The Crown Commercial Service (CSC) has signed a new ‘Memorandum of Understanding’ (MoU) with Oracle, the government’s database provider, despite previous attempts to ditch the service.

The MoU, a non-legal statement of intent, will extend services with Oracle over the next three years. The scope also now includes other public bodies, such as the NHS.

Despite the government assuring that it will “deliver additional savings for the taxpayer”, Oracle operates without competitors and has previously failed to lower its soaring prices during negotiations with the government in 2010.

Conservative MP Kit Malthouse, former deputy mayor of London for business and enterprise, spoke out against the cloud service during London Technology Week last year.

He had said his “top priority was to take Oracle down” and added: “I want someone in London to crack the Oracle lock that they have. Oracle seems to be the only people who can handle data on vast volume.

“Like most people in government, I’ve been screwed by Oracle.”

Commenting on the government’s 2010 austerity measures, which included negotiations to the service’s prices, he said: “They weren’t particularly generous on the discount. We found ourselves in a situation where there wasn’t really anywhere else to go.”

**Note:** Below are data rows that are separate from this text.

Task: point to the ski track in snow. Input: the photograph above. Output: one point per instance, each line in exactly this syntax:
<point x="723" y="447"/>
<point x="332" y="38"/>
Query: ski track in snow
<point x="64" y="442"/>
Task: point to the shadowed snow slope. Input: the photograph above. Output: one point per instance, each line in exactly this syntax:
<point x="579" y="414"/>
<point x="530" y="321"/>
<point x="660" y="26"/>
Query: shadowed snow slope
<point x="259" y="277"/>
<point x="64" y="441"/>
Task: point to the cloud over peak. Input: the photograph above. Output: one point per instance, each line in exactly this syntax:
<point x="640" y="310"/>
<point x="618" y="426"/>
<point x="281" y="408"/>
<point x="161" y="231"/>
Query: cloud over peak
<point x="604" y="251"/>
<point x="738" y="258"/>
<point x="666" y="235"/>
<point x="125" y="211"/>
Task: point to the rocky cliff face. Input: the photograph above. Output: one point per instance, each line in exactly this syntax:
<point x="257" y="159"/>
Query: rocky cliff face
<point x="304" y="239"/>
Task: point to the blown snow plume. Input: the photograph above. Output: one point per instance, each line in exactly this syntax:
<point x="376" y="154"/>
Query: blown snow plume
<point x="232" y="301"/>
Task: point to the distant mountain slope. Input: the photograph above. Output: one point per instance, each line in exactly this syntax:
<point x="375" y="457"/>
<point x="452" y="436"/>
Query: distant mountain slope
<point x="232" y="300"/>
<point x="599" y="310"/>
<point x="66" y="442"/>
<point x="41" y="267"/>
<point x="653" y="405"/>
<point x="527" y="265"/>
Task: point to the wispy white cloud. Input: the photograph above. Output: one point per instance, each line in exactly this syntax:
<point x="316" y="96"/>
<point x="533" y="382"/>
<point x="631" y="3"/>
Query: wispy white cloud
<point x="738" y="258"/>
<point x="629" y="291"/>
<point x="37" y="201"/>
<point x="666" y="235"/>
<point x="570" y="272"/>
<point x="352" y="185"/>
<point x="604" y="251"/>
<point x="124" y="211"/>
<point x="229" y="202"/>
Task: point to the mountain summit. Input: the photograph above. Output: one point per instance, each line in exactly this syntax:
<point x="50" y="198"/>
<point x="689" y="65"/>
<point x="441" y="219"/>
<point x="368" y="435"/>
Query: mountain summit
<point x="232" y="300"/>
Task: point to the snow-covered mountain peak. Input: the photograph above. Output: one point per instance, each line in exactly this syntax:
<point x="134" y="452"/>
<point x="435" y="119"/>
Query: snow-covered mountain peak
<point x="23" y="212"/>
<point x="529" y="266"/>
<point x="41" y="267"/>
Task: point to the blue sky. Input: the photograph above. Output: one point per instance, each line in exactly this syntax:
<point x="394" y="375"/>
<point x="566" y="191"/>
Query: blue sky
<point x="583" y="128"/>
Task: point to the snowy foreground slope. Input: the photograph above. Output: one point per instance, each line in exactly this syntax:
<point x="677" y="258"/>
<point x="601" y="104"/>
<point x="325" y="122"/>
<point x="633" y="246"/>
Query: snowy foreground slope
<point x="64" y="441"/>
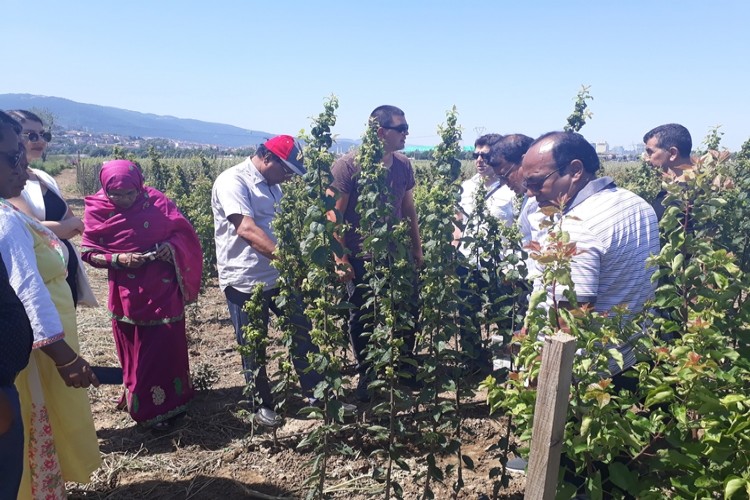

Earlier this month, IT website The Register reported that the Cabinet Office had formally contracted central agencies in July tasking them with “getting rid of Oracle”.

According to TechMarketView, the government spent £290m with Oracle in 2013.

The Register also determined that the Department for Environment, Food and Rural Affairs (Defra) was buying over two million Oracle licenses at £155 per employee, contrary to the government’s guidelines of £93 each – with a view to reduce it to £52.

Despite this, Sally Collier, chief executive of CCS, said: “The enhanced MoU will deliver savings across government and allow easier and more effective procurement of Oracle products and services. It lays the foundation of a more collaborative relationship between government and Oracle.”

The government has not defined projections of how much money the new MoU will save.